Considering they've been seen thriving in the wild before (take Ash's Totodile and Snivy, for instance), chances are they're just captured and bred, then shipped to the professors or something.

The clock was 10 in the morning, and I had my math lesson; I may have forgotten the meaning of extinct. :p

Anyway, who wrote that Red and Blue Walkthrough anyway? I mean, who gave them those "facts"?
 
Tsukeo said:
I may have forgotten the meaning of extinct. :p

The games don't help either, declaring the pokemon resurrected from fossils to be extinct while you (and several NPC) can have them in your team verry much 'alive' (well, as alive as in-game entities can be :p. We all know they're just 1s and 0s on some computer chip)
 
iSharingan said:
(well, as alive as in-game entities can be :p. We all know they're just 1s and 0s on some computer chip)

Actually, Pokémon is in hexadecimal, not binary.
 
Re: RE: Where do the professors get the starters?

Blob55 said:
iSharingan said:
(well, as alive as in-game entities can be :p. We all know they're just 1s and 0s on some computer chip)

Actually, Pokémon is in hexadecimal, not binary.

But on the most basic level, It's the 'on' and 'off' of the transistors... So it is binary, just read in hexadecimal?
 
mastermagpie said:
Blob55 said:
Actually, Pokémon is in hexadecimal, not binary.

But on the most basic level, It's the 'on' and 'off' of the transistors... So it is binary, just read in hexadecimal?
You're almost there mastermagpie. Hexadecimal is the shorthand of binary. A, for example, represents 10 which is more compact than 1010, it's binary equivalent. By using 2 characters and the values 0-9 and A-F to represent 0-15 it becomes possible to denote 256 values with just two characters, defining a full byte (8 bits) of data quickly and efficiently. Electronic games like Pokemon are all executed on a binary level. Hexadecimal and programing languages just make the programs human-readable (term used loosely) before they are translated to binary (aka Machine Code) for execution. I know what I'm talking about.
 
Blob55 said:
Actually, Pokémon is in hexadecimal, not binary.
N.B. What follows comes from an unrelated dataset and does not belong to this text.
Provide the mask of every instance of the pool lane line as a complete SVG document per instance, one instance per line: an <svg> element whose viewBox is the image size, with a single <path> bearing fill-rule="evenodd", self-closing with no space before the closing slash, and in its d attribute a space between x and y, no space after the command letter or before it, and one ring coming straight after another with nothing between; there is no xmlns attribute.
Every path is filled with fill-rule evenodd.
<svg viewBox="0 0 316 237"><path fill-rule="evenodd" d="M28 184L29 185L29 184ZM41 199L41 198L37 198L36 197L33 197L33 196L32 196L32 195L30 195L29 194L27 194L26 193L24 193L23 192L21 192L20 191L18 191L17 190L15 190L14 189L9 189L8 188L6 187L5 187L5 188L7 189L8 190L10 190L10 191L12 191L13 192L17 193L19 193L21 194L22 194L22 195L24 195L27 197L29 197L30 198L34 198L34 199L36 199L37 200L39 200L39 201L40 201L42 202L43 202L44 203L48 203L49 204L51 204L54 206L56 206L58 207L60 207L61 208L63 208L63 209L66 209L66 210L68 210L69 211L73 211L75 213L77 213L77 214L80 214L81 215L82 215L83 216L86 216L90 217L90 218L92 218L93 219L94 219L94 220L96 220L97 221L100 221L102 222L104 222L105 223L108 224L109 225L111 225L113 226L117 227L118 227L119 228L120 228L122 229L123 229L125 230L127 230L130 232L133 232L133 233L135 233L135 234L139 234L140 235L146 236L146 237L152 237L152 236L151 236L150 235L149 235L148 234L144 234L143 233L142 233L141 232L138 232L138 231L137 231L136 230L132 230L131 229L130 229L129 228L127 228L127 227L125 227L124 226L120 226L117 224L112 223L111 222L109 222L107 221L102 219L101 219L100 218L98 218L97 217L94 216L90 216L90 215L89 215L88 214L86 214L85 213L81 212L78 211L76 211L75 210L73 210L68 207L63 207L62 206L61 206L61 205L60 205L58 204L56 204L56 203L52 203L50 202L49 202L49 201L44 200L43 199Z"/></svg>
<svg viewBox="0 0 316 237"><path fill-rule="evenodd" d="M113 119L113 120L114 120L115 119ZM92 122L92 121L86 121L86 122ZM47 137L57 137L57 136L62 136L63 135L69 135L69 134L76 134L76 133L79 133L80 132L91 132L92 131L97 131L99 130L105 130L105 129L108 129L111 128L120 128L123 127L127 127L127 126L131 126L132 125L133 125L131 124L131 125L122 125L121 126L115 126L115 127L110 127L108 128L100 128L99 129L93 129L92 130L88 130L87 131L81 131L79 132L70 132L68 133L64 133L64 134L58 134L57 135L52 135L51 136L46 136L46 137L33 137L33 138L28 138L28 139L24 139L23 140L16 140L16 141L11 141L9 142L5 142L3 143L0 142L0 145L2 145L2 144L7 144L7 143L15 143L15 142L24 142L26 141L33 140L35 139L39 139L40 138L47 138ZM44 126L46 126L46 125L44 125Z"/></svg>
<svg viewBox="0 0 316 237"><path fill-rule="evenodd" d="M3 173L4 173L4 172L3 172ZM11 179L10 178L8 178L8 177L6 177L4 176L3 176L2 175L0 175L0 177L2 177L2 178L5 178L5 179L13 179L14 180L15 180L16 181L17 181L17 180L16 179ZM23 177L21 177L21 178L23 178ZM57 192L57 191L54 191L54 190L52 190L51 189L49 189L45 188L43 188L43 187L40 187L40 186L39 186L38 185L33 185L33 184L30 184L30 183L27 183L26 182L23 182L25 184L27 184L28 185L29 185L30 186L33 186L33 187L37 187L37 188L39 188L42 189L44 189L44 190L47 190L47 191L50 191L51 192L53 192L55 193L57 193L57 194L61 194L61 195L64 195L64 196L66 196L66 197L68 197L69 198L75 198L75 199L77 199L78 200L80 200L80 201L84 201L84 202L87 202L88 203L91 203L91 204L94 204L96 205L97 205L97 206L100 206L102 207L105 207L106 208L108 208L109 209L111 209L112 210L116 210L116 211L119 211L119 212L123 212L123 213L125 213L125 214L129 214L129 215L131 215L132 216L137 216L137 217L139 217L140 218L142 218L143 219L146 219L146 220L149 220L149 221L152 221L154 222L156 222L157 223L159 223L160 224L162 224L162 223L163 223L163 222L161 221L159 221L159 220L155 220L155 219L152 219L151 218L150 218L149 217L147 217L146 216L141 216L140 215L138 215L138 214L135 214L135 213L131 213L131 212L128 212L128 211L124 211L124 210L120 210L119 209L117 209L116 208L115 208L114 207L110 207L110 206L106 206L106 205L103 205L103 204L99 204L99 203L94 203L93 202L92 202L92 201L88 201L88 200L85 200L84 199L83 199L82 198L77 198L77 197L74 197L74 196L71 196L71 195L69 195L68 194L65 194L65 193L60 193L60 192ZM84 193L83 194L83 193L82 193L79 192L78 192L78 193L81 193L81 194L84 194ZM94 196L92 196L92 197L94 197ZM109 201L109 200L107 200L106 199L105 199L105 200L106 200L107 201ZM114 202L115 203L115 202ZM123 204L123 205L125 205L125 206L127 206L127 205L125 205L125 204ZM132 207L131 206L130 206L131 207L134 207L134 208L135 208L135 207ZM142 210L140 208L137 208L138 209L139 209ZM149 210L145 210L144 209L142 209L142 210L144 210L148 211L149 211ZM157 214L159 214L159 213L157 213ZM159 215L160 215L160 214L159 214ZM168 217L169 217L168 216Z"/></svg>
That's like saying I'm made of molecules, not atoms.

I've always thought that maybe Starter Pokemon don't even exist in the wild - they've been selectively bred over many different generations to be entirely domesticated, and whatever they were bred from is either no longer around, or no longer resembles them. Would explain why you can't find them in the wild, and they're always conveniently a Grass/Fire/Water trio.
 
Human society has made them move from the wild into another habitat. The professor finds them in that "habitat". Is that or the professors mutated them so they are impossible to find in the wild.
 
I actually like the extinct-in-the-wild theory. Somehow it just... makes sense, you know? Or maybe it doesn't - starters tend to be pretty awesome stat-wise, at least before you attend your first multiplayer tournament...
 
Maybe it's like Mirage Island in the Hoenn games, and they can only get there at certain times. And from what I understood about Oak, is that he caught them on his Pokemon journey and has either had them forever or bred the originals.